By Foo Yun Chee
BRUSSELS (Reuters) – Europe’s top court ruled on Monday that Polish and Hungarian taxes on turnover targeted by the EU Commission for giving an unfair advantage to small businesses over their bigger, foreign rivals were legal.
Poland and Hungary challenged the commission’s findings and won at the General Court of the European Union in 2019, the second-highest EU court, prompting the commission to appeal to the Court of Justice of the European Union (CJEU).
The CJEU dismissed the appeals on Monday.
“The Polish tax on the retail sector and the Hungarian tax on advertisements do not infringe EU law on state aid,” CJEU judges said.
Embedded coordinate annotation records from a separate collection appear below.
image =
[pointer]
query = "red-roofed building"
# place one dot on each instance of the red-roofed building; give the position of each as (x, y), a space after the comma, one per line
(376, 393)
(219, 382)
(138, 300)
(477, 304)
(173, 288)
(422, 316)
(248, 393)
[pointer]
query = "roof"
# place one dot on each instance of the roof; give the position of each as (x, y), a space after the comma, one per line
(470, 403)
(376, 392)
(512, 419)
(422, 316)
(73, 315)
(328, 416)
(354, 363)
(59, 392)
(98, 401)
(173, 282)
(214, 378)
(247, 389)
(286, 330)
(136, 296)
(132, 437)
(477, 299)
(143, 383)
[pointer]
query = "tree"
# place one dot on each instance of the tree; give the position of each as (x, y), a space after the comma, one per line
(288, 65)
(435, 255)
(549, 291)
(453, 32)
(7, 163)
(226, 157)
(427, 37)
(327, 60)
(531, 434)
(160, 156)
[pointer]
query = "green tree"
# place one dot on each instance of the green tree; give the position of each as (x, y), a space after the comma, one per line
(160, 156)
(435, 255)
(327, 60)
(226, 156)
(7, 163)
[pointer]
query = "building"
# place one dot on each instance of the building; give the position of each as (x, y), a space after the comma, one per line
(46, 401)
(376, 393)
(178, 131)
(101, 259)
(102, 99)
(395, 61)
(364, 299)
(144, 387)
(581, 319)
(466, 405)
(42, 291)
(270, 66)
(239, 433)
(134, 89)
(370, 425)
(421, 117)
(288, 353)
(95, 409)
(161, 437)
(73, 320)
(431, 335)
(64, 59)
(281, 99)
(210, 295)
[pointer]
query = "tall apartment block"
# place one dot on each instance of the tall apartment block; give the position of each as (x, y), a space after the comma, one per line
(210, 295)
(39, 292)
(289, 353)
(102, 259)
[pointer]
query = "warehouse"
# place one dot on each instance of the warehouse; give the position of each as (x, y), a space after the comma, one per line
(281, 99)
“Given the current state of harmonisation of EU tax law, the member states are free to establish the system of taxation which they deem most appropriate, so that the application of progressive taxation falls within the discretion of each member state.”
The Polish tax policy was one of the Law & Justice (PiS) party’s main election promises when it came to power in 2015, part of a raft of measures designed to fund social spending pledges, which in the end it succeeded in financing without the retail tax.
Under the scheme, retailers with monthly revenue of more than 170 million zlotys ($44 million) were to be taxed more heavily than their smaller counterparts, which EU competition enforcers had said amounted to illegal state aid.
Portuguese retailer Jeronimo Martins’ Biedronka chain is the market leader in Poland, competing with Germany’s Lidl, the UK’s Tesco and France’s Carrefour and Auchan chains.
The Hungarian scheme was a progressive tax on turnover linked to the publication and broadcasting of advertisements and also included the possibility of deducting the losses carried forward.
The cases are C-562/19 P Commission v Poland and C-596/19 P Commission v Hungary.